Have you ever invested in startups that reached out to you cold?
Marianna: We do review cold applications. But a trusted introduction moves things much faster.
What advice would you give Ukrainian founders raising capital during the war?
I think it’s important to pay attention to the unique competitive advantages that Ukrainian founders have right here in Ukraine. What needs exist in this market? Are there ideas that go beyond the solutions already out there?
The key is to find those inflection points that allow you to create technological products that don’t yet exist. I’m really looking forward to seeing founders who can do that. One classic example of such an inflection point is the GPS signal, which enabled companies like Uber, Bolt, and others to build entirely new business models around it.

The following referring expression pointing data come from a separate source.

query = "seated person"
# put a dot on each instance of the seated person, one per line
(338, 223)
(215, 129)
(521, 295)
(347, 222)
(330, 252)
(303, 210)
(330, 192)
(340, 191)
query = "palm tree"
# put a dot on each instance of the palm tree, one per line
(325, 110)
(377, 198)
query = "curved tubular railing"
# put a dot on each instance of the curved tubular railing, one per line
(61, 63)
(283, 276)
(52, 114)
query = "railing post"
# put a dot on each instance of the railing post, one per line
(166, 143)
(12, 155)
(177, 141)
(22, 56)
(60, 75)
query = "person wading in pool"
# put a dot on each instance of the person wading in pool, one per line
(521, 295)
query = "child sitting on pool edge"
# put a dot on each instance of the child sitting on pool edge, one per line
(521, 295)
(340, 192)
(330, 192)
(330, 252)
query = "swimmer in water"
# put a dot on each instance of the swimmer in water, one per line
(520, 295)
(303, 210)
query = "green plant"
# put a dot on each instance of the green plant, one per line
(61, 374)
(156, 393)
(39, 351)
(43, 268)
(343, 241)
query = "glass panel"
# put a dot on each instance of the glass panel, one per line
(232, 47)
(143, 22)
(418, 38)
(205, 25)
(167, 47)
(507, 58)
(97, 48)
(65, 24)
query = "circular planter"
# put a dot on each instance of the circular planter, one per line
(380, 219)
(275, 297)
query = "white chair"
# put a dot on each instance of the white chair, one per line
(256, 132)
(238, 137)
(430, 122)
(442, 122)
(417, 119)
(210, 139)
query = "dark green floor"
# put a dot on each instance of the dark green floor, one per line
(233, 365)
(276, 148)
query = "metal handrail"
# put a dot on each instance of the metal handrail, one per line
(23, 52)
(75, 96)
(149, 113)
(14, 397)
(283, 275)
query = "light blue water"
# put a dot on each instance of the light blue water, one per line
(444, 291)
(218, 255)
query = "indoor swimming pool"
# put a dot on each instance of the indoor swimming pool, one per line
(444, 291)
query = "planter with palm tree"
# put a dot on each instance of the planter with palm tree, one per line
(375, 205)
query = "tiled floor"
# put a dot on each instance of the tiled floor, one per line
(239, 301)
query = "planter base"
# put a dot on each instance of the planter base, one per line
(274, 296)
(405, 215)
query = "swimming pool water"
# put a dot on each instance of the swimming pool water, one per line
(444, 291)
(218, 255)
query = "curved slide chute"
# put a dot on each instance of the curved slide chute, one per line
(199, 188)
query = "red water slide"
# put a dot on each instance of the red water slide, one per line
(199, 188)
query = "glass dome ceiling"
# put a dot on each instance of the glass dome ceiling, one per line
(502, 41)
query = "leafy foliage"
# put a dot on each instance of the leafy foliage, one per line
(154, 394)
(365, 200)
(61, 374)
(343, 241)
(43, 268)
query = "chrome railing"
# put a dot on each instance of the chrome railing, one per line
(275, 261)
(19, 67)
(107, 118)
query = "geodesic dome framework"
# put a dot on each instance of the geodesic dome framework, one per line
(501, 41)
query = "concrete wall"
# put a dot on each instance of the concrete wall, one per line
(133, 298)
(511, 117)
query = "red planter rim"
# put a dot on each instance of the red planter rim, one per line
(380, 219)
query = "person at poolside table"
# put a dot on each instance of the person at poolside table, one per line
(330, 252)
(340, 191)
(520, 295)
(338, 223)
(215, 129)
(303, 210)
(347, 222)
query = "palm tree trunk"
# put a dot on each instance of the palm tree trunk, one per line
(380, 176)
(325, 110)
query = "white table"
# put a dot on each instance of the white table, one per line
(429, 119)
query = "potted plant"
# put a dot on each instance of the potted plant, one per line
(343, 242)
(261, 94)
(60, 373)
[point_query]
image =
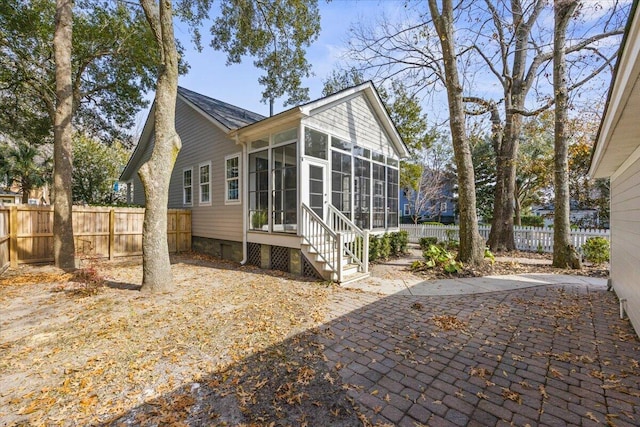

I believe we’ll see equally unique ideas emerging from Ukraine — ideas specific to our ecosystem that could grow into amazing global companies in industries that don’t even exist yet.
Right now, for example, I see very rapid growth in the mental health space, with startups building around large and unique datasets. The demand for such products is clear. It’s possible that the next global giant will come from this niche.
Nick: Focus on building a real business, not just a startup. Forget conferences and press releases. Build the best product, get your first customers through your network, make them happy, and let them bring you more. Strong metrics will attract investors naturally.
I’m glad Ukraine now has unicorns — founders who’ve succeeded, made money, and are reinvesting. That’s how ecosystems grow: in Estonia, Israel, Silicon Valley, and now Ukraine.
When I first started angel investing, there were no Ukrainian-founded unicorns. Grammarly and GitLab were the pioneers. Now there are many more, and even more are on the way.